US DOE funds study on methane emissions from natural gas compressor stations
Natural gas, a clean-burning fuel, is gaining traction in the US as a “bridge fuel” in the path to the future of sustainable energy. However, its climate benefits are highly dependent upon the emission rate of methane from the vast natural gas infrastructure in the country.
Colorado State University, home to some of the world’s top researchers on methane emissions, will lead a two-year, US$1.8 million US Department of Energy (DOE)-funded project to analyze emissions from a specific part of the natural gas supply chain: compressor stations.
The new project, led by Daniel Zimmerle, senior researcher at CSU’s Energy Institute, will help scientists develop a more complete picture of overall emissions.CSU, engineering firm AECOM and industry partners will conduct a 20- to 26-week field campaign focusing on natural gas gathering compressor stations.
The CSU team includes co-principal investigator Anthony Marchese, professor of mechanical engineering, who previously led an Environmental Defense Fund study to measure methane emissions from gathering and processing facilities.

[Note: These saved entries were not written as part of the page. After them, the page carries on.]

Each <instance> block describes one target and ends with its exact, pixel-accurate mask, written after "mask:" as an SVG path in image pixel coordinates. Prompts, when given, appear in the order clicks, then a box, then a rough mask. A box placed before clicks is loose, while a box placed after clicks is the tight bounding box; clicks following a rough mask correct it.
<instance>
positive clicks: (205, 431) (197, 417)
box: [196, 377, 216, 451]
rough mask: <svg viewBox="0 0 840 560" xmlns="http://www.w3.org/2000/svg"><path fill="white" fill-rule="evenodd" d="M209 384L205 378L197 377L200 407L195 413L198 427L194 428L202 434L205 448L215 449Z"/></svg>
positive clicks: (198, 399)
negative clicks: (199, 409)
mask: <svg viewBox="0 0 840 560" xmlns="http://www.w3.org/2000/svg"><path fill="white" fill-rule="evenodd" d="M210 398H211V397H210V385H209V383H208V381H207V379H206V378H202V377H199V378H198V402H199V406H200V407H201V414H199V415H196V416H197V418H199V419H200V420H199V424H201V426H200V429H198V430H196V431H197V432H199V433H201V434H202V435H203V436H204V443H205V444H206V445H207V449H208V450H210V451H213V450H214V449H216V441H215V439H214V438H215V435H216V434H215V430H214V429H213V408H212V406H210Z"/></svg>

Methane is the primary component of natural gas and a powerful greenhouse gas with a global warming potential 84 times that of carbon dioxide over a 20-year time frame.
Although atmospheric methane originates from many sources, the natural gas sector has received the most scrutiny for emissions. Significant quantities of methane are emitted from its million-plus miles of pipeline, half million wells, and thousands of gathering, processing, transmission, storage and distribution facilities.
Natural gas from wells is “gathered” into pipelines and boosted in pressure at compressor stations for transport to downstream processing plants and on to the transmission system. The CSU study is expected to measure emissions from 80 compressor stations nationwide and more than 300 individual compressor units.
Marchese’s prior study (co-authored by Zimmerle) looked at 114 gathering compressor stations and 16 processing plants in 13 US states. Twenty percent of those facilities showed methane emissions – including both leaks and non-leak sources – of more than 1%.
The study concluded that the gathering and processing sector of the natural gas system was under-represented by a factor of 8 in the US Environmental Protection Agency (EPA) Greenhouse Gas Inventory. As a direct result of the CSU work, the inventory was updated in 2016, and gathering operations now represent 27% of all methane emissions in the current inventory.
Noting that the previous study used downwind techniques to measure entire facilities at one time, Marchese said that they will get a better view of what types of emissions sources influence the facility-level emissions, component by component, in the new study.
The newly funded study is in response to a DOE-outlined need for characterizing “leak rates and leak frequencies for compressors at boosting stations, including disaggregated detail to reflect unique characteristics of different compressor types (e.g., wet seals vs. dry seals).”
The results of the study will also inform future versions of the EPA Greenhouse Gas Inventory, which now employs the CSU-derived facility-level emission rate for gathering facilities but does not yet include component-level emissions rates for these facilities.
The CSU researchers’ goal is to build a national model for methane emissions, and use that model to account for the mix of station types and activities when evaluating emissions nationally.